Why 2015's a year of two halves for Hong Kong
A price return and correction are projected.
The performance of Hong Kong (HK) stocks (represented by the MSCI Hong Kong (MSCI HK) index) is expected to diverge from 1H15 to 2H15.
According to a research note from Standard Chartered, in 1H15, it forecasts an 8% price return, driven by 7% forward EPS growth in 1H and a modest PER re-rating from the current 14.8x, as HK stocks tend to benefit from China’s monetary easing.
In 2H15, meanwhile, Standard Chartered expects the prospects of an interest rate hike by the US Fed to trigger a major correction in HK stocks.
Nonetheless, Standard Chartered believes that markets can recover part of their losses after the correction and end 2015 with flat price returns, excluding an estimated 3% dividend yield.
Here's more from Standard Chartered:
Overwieght China vs. Hong Kong in 1H15: We think many investors have not noticed that MSCI HK has consistently outperformed both MSCI China (mostly HK-listed China stocks) and MSCI AXJ since 2010 until very recently.
The cumulative total return of MSCI HK since 2010 has reached 60% (or 9.9% CAGR), far outstripping the 14% return of MSCI China and 33% for MSCI AXJ during the same period. Figure 5 below shows the relative performance of MSCI HK versus the China and AXJ markets.
An important reason for this outperformance, in our view, is HK companies’ continued overseas business expansion (which is our long-term macro theme for HK).

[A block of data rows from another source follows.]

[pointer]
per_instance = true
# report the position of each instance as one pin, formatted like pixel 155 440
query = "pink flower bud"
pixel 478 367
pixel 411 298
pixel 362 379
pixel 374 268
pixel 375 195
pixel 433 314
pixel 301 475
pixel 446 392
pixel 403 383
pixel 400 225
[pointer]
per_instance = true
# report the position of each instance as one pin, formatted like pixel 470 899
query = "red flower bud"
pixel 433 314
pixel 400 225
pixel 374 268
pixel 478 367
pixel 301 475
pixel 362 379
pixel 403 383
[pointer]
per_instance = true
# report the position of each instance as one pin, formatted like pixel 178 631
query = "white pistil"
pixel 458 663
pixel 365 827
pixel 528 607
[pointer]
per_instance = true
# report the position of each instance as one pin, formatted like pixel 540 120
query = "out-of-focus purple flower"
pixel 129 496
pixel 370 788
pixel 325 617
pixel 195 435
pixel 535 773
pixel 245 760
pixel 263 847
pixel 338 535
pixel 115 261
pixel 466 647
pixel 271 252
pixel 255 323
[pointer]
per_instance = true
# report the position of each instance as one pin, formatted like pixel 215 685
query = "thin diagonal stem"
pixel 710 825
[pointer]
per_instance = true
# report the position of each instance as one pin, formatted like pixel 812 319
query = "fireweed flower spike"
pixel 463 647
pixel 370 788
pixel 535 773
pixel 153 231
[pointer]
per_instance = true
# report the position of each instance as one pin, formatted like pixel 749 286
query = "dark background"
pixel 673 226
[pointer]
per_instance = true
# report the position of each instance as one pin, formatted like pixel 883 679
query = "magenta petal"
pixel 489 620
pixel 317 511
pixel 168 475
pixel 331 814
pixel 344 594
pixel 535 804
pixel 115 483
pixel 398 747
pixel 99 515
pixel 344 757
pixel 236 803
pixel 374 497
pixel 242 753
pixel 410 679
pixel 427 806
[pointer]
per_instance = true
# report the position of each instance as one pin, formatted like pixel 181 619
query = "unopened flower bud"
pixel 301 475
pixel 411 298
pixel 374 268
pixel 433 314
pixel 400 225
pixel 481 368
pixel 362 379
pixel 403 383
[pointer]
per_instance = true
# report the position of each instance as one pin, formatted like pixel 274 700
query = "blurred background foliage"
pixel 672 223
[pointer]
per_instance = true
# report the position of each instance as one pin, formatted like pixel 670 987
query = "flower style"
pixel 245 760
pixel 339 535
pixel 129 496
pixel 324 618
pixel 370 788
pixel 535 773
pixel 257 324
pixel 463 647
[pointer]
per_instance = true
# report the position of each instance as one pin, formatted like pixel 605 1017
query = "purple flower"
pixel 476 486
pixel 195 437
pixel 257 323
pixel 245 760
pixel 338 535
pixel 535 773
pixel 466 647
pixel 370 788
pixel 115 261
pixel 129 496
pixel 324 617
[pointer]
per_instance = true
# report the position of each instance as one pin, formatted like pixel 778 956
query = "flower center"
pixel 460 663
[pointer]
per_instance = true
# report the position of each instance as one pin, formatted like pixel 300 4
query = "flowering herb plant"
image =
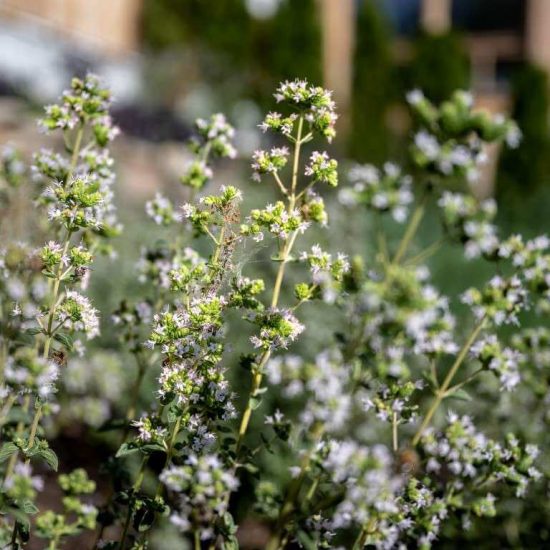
pixel 366 449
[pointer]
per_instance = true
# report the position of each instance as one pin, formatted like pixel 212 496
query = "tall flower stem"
pixel 290 502
pixel 284 257
pixel 410 232
pixel 442 391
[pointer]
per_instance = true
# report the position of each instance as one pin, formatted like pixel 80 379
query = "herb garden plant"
pixel 373 451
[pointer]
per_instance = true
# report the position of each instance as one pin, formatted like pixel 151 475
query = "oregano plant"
pixel 373 438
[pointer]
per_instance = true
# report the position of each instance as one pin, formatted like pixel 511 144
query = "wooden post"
pixel 435 16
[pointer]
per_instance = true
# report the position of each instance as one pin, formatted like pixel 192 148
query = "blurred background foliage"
pixel 199 56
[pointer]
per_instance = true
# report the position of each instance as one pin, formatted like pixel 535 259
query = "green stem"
pixel 173 437
pixel 443 389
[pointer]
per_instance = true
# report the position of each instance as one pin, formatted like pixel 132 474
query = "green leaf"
pixel 34 331
pixel 28 507
pixel 254 402
pixel 7 450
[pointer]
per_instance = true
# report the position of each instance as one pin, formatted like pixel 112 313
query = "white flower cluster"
pixel 322 388
pixel 386 190
pixel 76 314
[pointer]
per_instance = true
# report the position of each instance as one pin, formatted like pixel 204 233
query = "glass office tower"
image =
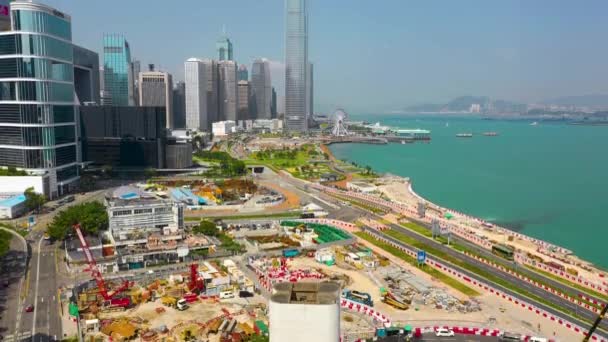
pixel 118 80
pixel 296 65
pixel 37 111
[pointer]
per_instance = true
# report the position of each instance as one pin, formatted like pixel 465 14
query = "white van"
pixel 537 339
pixel 226 294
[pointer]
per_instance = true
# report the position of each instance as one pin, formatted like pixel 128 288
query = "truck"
pixel 359 297
pixel 291 253
pixel 182 304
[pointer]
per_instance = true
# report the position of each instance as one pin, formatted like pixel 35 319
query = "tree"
pixel 149 172
pixel 92 217
pixel 33 200
pixel 206 228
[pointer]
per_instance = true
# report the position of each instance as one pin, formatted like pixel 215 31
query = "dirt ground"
pixel 197 313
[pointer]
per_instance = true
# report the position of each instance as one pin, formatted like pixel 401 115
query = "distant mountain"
pixel 597 100
pixel 463 104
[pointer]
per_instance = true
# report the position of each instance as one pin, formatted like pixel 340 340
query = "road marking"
pixel 36 291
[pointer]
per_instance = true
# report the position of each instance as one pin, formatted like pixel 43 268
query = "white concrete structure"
pixel 223 128
pixel 133 214
pixel 227 90
pixel 196 95
pixel 18 184
pixel 303 312
pixel 261 89
pixel 361 187
pixel 156 90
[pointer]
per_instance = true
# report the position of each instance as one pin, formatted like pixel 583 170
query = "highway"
pixel 349 213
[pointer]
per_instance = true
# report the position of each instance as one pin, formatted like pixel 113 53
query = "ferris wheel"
pixel 339 123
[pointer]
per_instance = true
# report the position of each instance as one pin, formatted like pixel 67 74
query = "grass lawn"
pixel 476 270
pixel 426 269
pixel 423 231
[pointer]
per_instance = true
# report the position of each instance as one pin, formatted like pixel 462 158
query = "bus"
pixel 503 251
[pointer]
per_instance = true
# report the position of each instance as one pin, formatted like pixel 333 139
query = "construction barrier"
pixel 492 290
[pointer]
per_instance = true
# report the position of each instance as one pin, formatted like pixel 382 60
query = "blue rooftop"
pixel 13 201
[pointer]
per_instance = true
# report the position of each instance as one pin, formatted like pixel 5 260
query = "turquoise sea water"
pixel 549 181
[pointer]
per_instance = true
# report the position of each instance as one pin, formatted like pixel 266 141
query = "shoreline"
pixel 545 248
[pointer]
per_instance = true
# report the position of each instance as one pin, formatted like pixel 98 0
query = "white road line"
pixel 36 291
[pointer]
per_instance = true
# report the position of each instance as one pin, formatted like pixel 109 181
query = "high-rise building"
pixel 118 73
pixel 273 104
pixel 244 97
pixel 179 105
pixel 310 92
pixel 86 75
pixel 242 74
pixel 196 95
pixel 317 303
pixel 261 89
pixel 135 70
pixel 224 49
pixel 38 121
pixel 212 89
pixel 296 65
pixel 228 91
pixel 156 90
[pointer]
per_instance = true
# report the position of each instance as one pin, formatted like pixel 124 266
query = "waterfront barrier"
pixel 488 288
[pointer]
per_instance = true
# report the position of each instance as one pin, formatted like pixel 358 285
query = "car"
pixel 444 332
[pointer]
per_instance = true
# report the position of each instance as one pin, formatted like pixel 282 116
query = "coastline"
pixel 587 272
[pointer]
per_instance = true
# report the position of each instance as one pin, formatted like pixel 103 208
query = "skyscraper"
pixel 261 89
pixel 242 73
pixel 156 90
pixel 244 97
pixel 38 121
pixel 135 70
pixel 179 105
pixel 228 90
pixel 196 95
pixel 296 65
pixel 273 104
pixel 118 78
pixel 310 92
pixel 211 88
pixel 224 48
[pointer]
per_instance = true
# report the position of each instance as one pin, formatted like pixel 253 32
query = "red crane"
pixel 95 273
pixel 196 284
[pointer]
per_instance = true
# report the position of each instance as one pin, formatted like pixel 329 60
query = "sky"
pixel 378 55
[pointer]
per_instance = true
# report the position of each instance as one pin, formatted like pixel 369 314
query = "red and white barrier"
pixel 490 289
pixel 364 309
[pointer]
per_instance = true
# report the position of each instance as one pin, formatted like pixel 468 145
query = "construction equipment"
pixel 96 274
pixel 196 284
pixel 359 297
pixel 393 301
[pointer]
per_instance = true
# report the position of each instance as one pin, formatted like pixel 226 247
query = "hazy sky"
pixel 378 55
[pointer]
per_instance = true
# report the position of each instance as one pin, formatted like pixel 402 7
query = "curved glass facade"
pixel 42 22
pixel 39 91
pixel 36 65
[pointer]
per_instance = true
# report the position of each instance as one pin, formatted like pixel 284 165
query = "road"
pixel 13 268
pixel 350 213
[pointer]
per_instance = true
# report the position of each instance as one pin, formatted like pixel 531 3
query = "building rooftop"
pixel 306 293
pixel 12 201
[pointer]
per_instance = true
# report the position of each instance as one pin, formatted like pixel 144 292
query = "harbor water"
pixel 549 181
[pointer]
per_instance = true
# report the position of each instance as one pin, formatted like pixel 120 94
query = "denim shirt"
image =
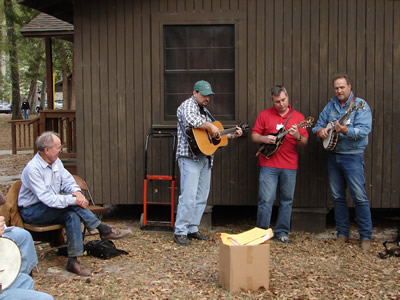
pixel 359 124
pixel 50 184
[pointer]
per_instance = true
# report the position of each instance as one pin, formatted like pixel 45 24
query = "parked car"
pixel 5 107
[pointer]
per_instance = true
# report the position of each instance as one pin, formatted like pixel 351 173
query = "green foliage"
pixel 30 52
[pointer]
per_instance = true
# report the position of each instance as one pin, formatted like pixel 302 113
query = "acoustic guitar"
pixel 269 149
pixel 201 142
pixel 330 142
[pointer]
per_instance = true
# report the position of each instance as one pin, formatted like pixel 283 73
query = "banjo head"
pixel 327 142
pixel 10 262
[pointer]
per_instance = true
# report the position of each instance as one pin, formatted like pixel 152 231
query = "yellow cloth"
pixel 254 236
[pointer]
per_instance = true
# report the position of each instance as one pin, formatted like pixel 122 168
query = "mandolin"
pixel 269 149
pixel 330 142
pixel 201 142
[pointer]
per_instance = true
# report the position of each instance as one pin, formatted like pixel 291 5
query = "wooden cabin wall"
pixel 297 43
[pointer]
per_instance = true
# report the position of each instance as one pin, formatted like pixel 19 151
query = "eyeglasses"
pixel 59 149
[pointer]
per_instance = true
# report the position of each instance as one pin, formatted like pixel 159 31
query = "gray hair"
pixel 341 75
pixel 46 140
pixel 277 90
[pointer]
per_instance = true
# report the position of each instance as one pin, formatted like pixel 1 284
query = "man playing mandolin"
pixel 280 164
pixel 195 169
pixel 346 158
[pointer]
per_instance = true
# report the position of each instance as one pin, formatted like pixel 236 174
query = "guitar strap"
pixel 287 119
pixel 352 102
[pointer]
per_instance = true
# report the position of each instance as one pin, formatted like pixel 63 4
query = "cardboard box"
pixel 244 267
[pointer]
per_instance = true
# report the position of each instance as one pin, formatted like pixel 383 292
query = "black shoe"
pixel 181 240
pixel 197 236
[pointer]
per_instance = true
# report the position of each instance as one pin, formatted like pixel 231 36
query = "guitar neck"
pixel 227 131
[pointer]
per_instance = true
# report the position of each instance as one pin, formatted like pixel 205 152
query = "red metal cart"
pixel 144 222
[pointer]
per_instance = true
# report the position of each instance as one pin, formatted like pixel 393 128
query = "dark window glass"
pixel 199 52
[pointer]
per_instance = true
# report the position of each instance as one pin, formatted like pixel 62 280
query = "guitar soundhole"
pixel 216 141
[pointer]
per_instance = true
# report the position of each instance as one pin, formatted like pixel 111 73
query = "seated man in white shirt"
pixel 50 195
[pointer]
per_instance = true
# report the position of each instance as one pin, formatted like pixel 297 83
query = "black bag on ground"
pixel 394 251
pixel 103 249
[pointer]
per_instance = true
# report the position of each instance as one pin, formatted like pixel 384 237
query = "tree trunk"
pixel 65 68
pixel 12 46
pixel 32 96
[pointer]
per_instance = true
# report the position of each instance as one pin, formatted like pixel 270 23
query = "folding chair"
pixel 12 218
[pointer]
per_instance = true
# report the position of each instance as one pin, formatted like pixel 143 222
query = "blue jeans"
pixel 347 170
pixel 268 182
pixel 71 217
pixel 195 187
pixel 22 289
pixel 25 243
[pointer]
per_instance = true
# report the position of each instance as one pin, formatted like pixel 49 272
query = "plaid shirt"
pixel 189 115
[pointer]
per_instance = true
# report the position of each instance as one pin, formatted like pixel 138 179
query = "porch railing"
pixel 21 135
pixel 25 132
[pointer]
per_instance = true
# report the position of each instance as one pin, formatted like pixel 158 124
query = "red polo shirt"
pixel 267 122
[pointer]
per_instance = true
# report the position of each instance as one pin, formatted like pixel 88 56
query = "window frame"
pixel 157 58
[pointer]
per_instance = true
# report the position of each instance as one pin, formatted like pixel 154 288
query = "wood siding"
pixel 297 43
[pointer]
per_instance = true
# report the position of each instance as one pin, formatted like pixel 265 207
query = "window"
pixel 199 52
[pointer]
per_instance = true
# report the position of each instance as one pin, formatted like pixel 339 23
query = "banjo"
pixel 10 262
pixel 331 140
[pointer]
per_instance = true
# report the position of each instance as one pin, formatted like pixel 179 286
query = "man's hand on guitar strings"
pixel 237 133
pixel 270 139
pixel 341 128
pixel 294 132
pixel 323 133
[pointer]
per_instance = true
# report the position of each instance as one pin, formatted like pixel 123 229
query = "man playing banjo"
pixel 21 285
pixel 346 157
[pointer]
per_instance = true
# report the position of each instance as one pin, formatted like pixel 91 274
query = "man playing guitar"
pixel 282 165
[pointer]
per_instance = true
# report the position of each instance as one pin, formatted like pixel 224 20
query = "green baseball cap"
pixel 203 87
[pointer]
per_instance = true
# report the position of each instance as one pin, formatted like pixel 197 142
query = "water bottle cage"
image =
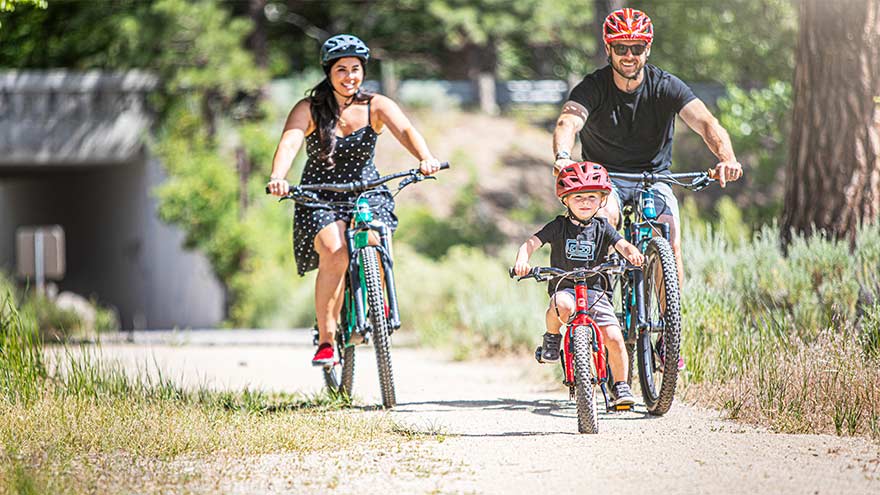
pixel 646 204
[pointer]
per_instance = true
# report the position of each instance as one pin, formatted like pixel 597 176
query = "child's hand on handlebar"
pixel 633 255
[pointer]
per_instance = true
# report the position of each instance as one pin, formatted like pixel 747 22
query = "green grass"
pixel 86 424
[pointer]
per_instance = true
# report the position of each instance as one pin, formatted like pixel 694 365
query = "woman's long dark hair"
pixel 325 113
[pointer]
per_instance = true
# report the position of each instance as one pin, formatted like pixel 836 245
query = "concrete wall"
pixel 117 249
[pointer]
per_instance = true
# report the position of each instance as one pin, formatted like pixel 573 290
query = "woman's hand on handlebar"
pixel 429 166
pixel 278 187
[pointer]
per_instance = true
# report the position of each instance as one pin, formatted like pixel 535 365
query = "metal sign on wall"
pixel 39 252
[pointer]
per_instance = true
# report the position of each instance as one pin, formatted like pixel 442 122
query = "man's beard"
pixel 636 69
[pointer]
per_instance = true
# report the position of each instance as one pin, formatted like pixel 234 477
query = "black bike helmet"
pixel 343 45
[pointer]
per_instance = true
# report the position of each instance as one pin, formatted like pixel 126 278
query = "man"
pixel 625 113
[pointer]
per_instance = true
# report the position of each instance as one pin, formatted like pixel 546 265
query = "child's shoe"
pixel 323 356
pixel 550 347
pixel 622 395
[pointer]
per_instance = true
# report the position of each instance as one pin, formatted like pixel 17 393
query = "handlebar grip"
pixel 288 190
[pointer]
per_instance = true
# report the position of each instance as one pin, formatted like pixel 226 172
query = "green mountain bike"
pixel 369 310
pixel 650 299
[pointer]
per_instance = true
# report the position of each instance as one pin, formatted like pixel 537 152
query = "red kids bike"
pixel 583 350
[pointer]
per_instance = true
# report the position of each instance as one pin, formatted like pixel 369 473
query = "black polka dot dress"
pixel 353 158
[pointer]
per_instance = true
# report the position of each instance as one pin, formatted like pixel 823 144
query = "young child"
pixel 580 239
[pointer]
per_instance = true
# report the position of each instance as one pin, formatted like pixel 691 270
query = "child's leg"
pixel 617 357
pixel 564 303
pixel 603 314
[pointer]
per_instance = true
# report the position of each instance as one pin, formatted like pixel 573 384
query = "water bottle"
pixel 647 201
pixel 362 211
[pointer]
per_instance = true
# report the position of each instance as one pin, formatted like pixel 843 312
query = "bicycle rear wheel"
pixel 379 321
pixel 658 347
pixel 588 417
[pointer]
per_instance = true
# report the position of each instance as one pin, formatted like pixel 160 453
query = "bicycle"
pixel 650 316
pixel 370 307
pixel 582 353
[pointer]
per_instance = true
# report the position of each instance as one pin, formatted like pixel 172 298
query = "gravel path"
pixel 500 426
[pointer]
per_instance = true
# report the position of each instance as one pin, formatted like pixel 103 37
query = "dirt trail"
pixel 504 429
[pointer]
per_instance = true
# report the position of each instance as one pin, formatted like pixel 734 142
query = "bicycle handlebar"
pixel 698 180
pixel 544 273
pixel 358 185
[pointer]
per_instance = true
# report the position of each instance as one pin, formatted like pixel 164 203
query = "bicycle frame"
pixel 357 237
pixel 582 318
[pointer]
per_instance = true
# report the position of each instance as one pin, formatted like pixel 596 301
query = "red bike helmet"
pixel 582 177
pixel 628 25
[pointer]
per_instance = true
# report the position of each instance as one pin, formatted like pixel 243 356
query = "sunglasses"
pixel 636 50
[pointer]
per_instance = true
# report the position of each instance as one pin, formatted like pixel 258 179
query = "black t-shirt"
pixel 573 246
pixel 630 132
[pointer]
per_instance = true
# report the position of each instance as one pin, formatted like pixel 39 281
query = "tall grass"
pixel 85 424
pixel 22 370
pixel 791 340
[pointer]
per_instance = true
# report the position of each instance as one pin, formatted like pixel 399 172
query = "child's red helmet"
pixel 582 177
pixel 628 25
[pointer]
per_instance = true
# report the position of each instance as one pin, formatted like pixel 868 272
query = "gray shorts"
pixel 664 201
pixel 600 308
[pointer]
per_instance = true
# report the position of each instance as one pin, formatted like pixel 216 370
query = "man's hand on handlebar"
pixel 726 171
pixel 522 268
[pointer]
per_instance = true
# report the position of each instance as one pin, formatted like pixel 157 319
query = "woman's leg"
pixel 332 264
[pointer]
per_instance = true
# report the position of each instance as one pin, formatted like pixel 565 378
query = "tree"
pixel 833 175
pixel 743 42
pixel 601 9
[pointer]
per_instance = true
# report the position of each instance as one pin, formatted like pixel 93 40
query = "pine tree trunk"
pixel 833 175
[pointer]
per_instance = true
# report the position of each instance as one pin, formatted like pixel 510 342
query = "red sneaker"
pixel 323 356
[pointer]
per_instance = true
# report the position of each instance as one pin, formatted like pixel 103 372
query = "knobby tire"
pixel 381 328
pixel 661 281
pixel 588 418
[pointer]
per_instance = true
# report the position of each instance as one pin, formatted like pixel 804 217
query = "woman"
pixel 339 124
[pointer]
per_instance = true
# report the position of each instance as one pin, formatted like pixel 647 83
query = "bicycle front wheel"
pixel 588 417
pixel 379 321
pixel 659 346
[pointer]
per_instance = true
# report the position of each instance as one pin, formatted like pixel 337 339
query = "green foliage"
pixel 756 323
pixel 201 193
pixel 468 225
pixel 9 5
pixel 466 301
pixel 759 123
pixel 728 41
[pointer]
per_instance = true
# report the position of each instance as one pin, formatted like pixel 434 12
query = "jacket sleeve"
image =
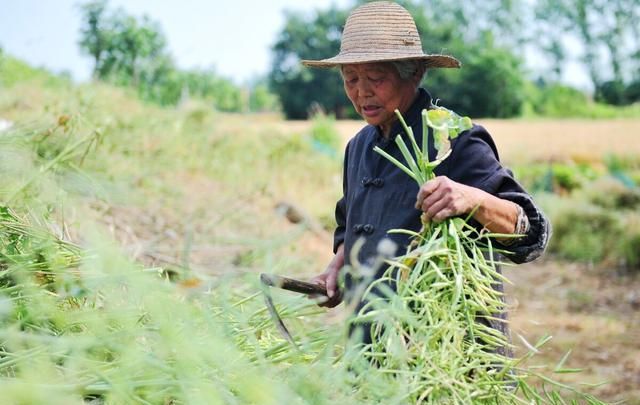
pixel 475 162
pixel 341 208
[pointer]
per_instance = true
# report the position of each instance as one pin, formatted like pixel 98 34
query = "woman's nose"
pixel 364 88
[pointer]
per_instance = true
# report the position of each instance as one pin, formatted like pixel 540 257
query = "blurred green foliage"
pixel 489 38
pixel 132 52
pixel 593 210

However, we think the outperformance of HK stocks became excessive in 1H14 and we turned overweight China versus HK in June, as we expect China’s gradual monetary easing to be a catalyst for China equities to perform well.
In 1H15, we maintain our overweight China versus Hong Kong view. In 2H15, if equity markets experience large corrections due to rate hikes by the US Fed Reserve, we believe that HK stocks might, counter-intuitively, be more defensive than China equities.